Usiamo spesso l’espressione “fra luci e ombre” riferendoci alle prime come espressione di positività e alle seconde come negatività. Ma siamo in tempi di cambiamenti climatici che acuiscono il problema dell’isola di calore urbano e di aumento delle concentrazioni di inquinanti, entrambi fattori aggressivi non solo per gli esseri viventi ma anche per il patrimonio storico. In questo contesto avere l’ombra degli alberi e, contemporaneamente, la loro azione nei confronti della rimozione del particolato può rappresentare una vera “luce”.
È ciò che emerge da un recente lavoro svolto monitorando le alberature del lungotevere e dei giardini di Villa Farnesina che ha dimostrato come l’accumulo del particolato automobilistico sia limitato grazie alla presenza degli alberi che ne impediscono l’ingresso nelle logge e i conseguenti danni ai capolavori di Raffaello.
Il patrimonio culturale, in genere, è fortemente minacciato dall'inquinamento atmosferico; non solo gli edifici storici e i manufatti esposti all'esterno, ma anche quelli in ambienti chiusi possono essere danneggiati dal particolato che si deposita sulle superfici creando strati scuri, abrasione dei materiali, impoverimento e scolorimento, spesso provocando danni irreversibili alle opere. La protezione del patrimonio culturale dall’inquinamento atmosferico è dunque di primaria importanza. Tuttavia in questo campo mancano valori soglia per gli inquinanti atmosferici simili a quelli che esistono per la protezione della salute umana.
Ma gli alberi posso aiutarci anche nella nostra opera di protezione. Infatti, le foglie delle piante, così come i licheni che spesso crescono sulle cortecce degli alberi, sono dei biomonitor molto specifici ed efficaci, capaci di fornire un quadro immediato del bioaccumulo di particolato.

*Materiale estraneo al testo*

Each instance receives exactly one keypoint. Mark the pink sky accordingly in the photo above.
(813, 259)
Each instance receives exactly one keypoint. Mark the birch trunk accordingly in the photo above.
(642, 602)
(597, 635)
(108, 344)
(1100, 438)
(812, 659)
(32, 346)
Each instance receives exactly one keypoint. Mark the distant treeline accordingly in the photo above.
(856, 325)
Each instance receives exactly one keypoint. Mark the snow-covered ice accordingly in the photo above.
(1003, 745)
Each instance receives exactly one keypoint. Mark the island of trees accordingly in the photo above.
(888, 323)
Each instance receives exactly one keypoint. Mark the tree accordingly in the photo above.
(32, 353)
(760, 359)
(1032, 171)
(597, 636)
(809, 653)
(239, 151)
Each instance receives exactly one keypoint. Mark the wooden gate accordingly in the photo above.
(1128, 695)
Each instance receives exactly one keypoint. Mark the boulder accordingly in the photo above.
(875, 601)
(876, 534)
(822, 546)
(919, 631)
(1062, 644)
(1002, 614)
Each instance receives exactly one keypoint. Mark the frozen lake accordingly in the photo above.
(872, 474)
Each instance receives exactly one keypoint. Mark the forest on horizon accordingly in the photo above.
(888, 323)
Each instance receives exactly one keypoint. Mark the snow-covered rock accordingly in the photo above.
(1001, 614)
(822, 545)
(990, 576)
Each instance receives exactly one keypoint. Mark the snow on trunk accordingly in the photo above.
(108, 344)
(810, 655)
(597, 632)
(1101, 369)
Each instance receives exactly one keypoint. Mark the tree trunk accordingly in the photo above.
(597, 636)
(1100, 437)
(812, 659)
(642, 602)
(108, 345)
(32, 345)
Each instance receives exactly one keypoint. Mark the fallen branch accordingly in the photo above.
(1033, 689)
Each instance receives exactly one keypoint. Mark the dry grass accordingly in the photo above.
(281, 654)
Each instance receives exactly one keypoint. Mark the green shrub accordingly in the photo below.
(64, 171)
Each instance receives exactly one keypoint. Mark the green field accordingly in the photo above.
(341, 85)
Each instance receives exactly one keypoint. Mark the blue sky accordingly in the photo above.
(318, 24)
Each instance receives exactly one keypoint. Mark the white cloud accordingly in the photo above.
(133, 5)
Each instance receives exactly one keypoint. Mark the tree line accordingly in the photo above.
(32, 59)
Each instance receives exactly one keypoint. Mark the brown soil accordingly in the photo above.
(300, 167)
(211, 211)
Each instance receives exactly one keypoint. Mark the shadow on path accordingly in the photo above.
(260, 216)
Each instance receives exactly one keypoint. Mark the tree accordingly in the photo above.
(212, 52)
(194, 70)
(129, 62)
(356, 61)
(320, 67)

Però succede talvolta che i siti del patrimonio urbano offrano anche opportunità per l'insediamento e la diffusione di piante invasive. Fino a poco tempo questo non era considerato un problema economico o ambientale significativo perché la maggior parte delle specie alloctone che crescono spontaneamente all'interno delle aree del patrimonio tendono a essere confinate negli habitat più disturbati, come le zone calpestate e i sentieri, che hanno un basso valore conservativo e sono controllati con successo attraverso le ordinarie procedure di sfalcio o con mezzi naturali.
Tuttavia, quando crescono sopra o vicino a monumenti, le piante introdotte possono, come le piante autoctone, minacciare seriamente la conservazione, perché possono infliggere gravi danni agli edifici e alle strutture, in gran parte a causa delle loro radici, che inducono forme di degrado sia chimico che meccanico.
Inoltre, la recente accelerazione delle invasioni biologiche in un'ampia gamma di habitat in tutto il mondo - in particolare in quelli urbani e artificiali - ha interessato anche i siti del patrimonio culturale e la diffusione di alcune specie sui monumenti è diventata fonte di crescente preoccupazione.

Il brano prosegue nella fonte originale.